When it comes to elections, the pendulum just keeps swinging. With electronic voting equipment nearing the end of this life expectancy, Barton County Election Officer Donna Zimmerman is eyeing the future and sees a need for a change. This change could include a return to the old-school paper ballots. With such an evolution on the horizon, Zimmerman hosted a voting equipment demonstration in the Barton County Courthouse Thursday morning. Kansas county clerks and election officials joined her staff for the presentations. Participants witnessed demonstrations from multiple voting system manufacturers. ElectionSource of Grand Rapids, Mich., presented Dominion Voting Systems and Henry M. Adkins & Son of Clinton, Mo., presented Unisyn Voting Solutions. “It appears that the trend is to return to paper ballots with equipment only for used by those with disabilities,” Zimmerman said. “This is the yo-yo in elections. It seems really weird that we’re going back to paper ballots,” said Darin DeWitt, Barton County voter registration clerk. “It’s like two steps backward.” DeWitt and Zimmerman were among the handful of election officials huddled around the pricey new equipment in the Barton County Commission chambers to hear the sales pitch for from ElectionSource.

District of Columbia: Fixing election night delays could cost millions | WTOP

Potential remedies for election night delays in D.C. might cost millions of dollars, according to elections leaders who spoke at a public hearing Tuesday. Most recently, there was an hours-long delay in tallying votes after polls closed in the April 1 Democratic primary in D.C. The public and the media waited well into the night to learn that D.C. council member Muriel Bowser had defeated Mayor Vince Gray. Earlier this month, D.C. elections officials said some problems with electronic voting machines may have led to the delay in reporting results.

District of Columbia: Elections officials change story on lags in April 1 primary tally, say big upgrade is needed | The Washington Post

D.C. elections officials offered an entirely new explanation Tuesday for the major vote-counting delays that plagued the city’s April 1 Democratic primary: The issue was not five mishandled electronic voting machines, but a broad computer network failure. The network failure was a mystery to elections officials as it unfolded, said Clifford D. Tatum, executive director of the Board of Elections. But its effect was abundantly clear to all involved on election night, when vote-counting — including ballots the city had accumulated during weeks of early voting — did not begin until almost 10.  Deborah Nichols, chairwoman of the elections board, said that at least $2 million in new electronic voting machines and server upgrades — and perhaps another $2 million in computers and other office improvements — would be needed to ensure timely reporting of results in future citywide elections.
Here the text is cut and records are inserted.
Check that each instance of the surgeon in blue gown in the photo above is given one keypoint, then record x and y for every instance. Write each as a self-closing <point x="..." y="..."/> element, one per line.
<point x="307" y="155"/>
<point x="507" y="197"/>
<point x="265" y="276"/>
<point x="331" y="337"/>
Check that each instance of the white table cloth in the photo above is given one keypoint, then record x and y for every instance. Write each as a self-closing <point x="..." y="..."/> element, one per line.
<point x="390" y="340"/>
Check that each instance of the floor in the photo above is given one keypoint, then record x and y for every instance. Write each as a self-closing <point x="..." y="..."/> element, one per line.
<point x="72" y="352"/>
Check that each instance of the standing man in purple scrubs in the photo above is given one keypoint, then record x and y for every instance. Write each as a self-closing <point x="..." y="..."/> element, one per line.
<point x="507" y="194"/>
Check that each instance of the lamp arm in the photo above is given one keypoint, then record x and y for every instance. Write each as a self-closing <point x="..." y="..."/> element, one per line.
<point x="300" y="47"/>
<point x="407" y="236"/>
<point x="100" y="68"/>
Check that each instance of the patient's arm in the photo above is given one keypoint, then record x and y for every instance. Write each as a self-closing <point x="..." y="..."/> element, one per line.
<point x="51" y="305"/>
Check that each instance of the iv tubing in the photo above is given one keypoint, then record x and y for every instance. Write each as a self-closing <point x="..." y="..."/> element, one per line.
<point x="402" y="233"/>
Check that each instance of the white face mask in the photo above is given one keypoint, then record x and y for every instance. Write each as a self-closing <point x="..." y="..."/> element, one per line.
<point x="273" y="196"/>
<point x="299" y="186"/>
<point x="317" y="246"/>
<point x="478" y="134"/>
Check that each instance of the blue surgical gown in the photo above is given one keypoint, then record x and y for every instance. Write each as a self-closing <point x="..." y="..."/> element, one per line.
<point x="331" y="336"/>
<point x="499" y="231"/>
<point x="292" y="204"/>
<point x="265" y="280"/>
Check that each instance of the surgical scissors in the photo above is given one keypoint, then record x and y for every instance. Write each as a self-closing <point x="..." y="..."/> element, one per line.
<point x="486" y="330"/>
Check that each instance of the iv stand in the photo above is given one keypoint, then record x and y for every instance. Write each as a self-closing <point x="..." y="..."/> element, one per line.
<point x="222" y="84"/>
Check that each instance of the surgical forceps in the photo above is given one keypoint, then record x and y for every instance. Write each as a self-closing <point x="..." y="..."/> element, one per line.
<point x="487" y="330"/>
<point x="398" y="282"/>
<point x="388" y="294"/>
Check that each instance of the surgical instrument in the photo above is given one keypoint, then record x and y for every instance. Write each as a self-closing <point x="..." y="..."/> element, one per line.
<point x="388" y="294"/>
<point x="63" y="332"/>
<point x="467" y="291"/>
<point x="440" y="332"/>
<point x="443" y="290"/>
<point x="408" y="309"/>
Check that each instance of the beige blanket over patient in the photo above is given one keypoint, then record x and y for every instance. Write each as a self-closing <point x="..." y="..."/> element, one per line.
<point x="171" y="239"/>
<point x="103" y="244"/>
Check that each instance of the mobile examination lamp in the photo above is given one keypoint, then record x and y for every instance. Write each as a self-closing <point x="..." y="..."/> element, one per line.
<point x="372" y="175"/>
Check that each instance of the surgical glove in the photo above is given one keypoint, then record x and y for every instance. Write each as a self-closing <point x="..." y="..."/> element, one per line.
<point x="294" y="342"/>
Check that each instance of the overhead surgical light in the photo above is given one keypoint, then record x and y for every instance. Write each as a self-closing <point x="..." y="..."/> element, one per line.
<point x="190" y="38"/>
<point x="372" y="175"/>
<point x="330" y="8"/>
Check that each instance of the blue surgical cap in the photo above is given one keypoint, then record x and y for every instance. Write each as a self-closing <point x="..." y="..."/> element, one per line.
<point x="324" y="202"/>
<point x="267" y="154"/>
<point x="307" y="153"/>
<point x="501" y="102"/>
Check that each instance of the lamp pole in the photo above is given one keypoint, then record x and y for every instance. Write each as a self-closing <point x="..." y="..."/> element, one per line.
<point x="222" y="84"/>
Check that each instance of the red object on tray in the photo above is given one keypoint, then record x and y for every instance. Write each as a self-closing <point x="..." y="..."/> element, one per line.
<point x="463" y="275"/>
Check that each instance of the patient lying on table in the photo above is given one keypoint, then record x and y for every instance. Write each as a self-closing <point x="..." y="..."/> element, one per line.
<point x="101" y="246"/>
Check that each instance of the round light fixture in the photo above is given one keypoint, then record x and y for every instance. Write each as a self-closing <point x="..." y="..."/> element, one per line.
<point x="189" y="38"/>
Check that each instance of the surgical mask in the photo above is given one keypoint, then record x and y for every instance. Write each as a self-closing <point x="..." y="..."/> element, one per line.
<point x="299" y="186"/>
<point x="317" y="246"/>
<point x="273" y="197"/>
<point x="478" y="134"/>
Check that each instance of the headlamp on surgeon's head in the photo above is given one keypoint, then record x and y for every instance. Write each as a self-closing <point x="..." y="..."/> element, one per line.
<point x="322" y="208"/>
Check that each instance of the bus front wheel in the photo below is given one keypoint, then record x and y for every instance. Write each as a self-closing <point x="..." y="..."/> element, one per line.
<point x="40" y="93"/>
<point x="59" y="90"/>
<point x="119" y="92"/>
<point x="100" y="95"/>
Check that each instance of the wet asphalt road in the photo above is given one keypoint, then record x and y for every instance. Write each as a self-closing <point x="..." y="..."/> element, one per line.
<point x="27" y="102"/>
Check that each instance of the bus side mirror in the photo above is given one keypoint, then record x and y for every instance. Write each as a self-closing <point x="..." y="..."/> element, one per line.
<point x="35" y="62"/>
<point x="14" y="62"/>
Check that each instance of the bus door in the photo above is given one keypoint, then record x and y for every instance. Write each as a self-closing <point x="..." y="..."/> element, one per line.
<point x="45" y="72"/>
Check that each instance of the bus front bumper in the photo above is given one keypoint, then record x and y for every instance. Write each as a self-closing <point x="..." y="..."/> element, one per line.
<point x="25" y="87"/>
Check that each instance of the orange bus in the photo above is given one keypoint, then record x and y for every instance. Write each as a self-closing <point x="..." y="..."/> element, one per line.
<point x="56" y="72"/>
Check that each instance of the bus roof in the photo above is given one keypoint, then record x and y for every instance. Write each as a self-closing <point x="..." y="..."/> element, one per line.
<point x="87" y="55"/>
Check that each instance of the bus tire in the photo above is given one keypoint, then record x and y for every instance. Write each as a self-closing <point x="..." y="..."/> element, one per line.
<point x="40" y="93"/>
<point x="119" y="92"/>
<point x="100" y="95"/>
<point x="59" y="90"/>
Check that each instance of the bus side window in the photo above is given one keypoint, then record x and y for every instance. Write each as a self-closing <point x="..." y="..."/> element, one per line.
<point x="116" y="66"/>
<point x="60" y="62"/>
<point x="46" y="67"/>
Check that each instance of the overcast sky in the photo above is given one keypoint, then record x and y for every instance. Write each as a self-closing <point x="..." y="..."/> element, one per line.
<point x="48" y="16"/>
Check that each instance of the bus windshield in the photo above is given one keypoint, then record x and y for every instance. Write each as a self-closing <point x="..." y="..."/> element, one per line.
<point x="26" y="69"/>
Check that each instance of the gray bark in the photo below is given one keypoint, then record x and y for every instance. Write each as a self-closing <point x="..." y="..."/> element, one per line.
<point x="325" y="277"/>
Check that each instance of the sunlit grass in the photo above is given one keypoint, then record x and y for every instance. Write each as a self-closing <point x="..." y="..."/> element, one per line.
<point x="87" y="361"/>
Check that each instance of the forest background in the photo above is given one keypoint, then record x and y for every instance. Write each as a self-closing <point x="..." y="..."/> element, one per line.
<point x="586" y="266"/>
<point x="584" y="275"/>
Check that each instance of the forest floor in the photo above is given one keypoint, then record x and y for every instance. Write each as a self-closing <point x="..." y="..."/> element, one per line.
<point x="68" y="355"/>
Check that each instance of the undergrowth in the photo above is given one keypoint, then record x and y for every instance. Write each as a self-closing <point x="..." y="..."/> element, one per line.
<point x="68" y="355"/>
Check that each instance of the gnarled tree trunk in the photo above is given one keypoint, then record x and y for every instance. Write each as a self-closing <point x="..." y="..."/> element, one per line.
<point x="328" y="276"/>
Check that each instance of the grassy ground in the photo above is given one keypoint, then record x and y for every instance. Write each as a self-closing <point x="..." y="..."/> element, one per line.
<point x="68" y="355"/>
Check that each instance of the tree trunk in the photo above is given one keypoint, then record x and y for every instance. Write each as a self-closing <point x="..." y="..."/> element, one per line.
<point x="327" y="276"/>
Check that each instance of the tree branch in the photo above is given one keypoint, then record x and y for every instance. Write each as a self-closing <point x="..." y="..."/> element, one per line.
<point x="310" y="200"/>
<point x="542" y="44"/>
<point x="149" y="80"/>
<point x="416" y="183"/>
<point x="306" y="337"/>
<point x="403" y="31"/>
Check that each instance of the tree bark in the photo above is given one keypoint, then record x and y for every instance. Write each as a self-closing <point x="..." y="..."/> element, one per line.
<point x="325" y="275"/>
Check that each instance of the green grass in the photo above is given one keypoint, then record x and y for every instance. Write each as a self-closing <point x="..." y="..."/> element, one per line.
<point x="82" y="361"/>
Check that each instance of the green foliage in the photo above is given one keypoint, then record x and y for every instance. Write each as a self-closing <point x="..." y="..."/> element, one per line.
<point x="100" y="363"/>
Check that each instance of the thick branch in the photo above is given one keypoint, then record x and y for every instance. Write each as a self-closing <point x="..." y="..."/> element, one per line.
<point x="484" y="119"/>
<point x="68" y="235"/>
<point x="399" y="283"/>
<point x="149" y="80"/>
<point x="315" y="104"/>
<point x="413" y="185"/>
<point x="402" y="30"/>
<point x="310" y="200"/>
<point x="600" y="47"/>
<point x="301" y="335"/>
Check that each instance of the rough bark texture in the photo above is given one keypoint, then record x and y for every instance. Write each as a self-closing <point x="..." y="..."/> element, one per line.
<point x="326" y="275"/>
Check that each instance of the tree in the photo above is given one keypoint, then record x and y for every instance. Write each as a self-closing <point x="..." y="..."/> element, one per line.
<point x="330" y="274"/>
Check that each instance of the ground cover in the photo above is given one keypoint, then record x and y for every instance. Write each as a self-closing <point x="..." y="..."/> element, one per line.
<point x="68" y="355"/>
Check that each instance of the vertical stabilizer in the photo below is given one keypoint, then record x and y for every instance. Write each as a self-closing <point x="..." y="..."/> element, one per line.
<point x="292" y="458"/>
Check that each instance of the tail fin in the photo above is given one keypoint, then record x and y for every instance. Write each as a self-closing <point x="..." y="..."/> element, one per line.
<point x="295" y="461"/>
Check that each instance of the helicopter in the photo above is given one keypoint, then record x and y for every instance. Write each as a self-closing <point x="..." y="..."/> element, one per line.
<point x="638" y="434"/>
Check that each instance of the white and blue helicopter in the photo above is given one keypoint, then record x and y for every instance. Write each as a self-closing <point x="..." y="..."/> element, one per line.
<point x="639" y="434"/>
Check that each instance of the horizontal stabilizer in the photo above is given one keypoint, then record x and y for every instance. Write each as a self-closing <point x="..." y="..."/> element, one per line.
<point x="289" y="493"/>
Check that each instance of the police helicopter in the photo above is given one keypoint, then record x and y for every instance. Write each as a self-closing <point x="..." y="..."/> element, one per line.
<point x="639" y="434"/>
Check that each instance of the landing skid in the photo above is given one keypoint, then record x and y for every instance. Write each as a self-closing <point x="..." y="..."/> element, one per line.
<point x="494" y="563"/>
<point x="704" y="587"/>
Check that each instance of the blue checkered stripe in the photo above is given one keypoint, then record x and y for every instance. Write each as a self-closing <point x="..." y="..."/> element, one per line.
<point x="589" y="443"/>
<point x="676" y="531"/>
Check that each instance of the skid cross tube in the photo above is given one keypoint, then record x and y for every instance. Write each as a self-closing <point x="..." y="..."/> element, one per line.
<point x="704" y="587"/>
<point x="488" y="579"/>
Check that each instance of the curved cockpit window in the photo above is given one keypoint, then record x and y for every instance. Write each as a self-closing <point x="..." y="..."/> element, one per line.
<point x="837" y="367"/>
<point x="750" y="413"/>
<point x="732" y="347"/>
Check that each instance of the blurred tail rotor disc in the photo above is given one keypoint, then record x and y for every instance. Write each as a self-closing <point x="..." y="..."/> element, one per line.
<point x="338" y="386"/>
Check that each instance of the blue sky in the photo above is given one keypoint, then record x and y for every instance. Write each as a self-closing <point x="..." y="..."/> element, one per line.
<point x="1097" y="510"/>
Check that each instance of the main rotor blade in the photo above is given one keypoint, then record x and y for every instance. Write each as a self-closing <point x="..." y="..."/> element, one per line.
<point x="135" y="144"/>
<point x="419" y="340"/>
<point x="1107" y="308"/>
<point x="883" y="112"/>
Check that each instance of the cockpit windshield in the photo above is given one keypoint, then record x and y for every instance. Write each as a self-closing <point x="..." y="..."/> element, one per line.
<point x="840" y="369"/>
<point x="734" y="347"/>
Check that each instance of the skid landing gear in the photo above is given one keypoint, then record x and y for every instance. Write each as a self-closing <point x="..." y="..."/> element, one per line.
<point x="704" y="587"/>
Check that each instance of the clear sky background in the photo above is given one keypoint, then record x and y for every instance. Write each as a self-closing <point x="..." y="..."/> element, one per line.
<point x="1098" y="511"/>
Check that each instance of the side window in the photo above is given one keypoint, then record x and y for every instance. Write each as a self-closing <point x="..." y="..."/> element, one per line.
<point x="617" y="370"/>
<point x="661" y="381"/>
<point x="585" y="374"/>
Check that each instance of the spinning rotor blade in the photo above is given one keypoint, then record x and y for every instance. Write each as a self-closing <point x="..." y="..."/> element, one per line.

Minnesota: Washington County putting 90 new voting machines to work | Star Tribune

The dutiful Washington County voter, having chosen candidates and issues after a few moments of intense concentration in the election booth, steps to the counting machine with ballot in hand only to find a problem. But what? Did the voter “overwrite” the ballot by marking more than one candidate for a race? Or stray across party lines in a primary election? Or fail to mark the vote inside the oval spaces provided, circling them instead? A color screen on the county’s new voting machine indicates an error. Once the nature of the error pops up, the screen gives the voter a simple choice: return the ballot or cast it. In the first instance, the voter could ask an elections judge to destroy the ballot and provide a new one. If the voter chooses to cast the ballot, it would enter the machine and become official, with the part in error discarded.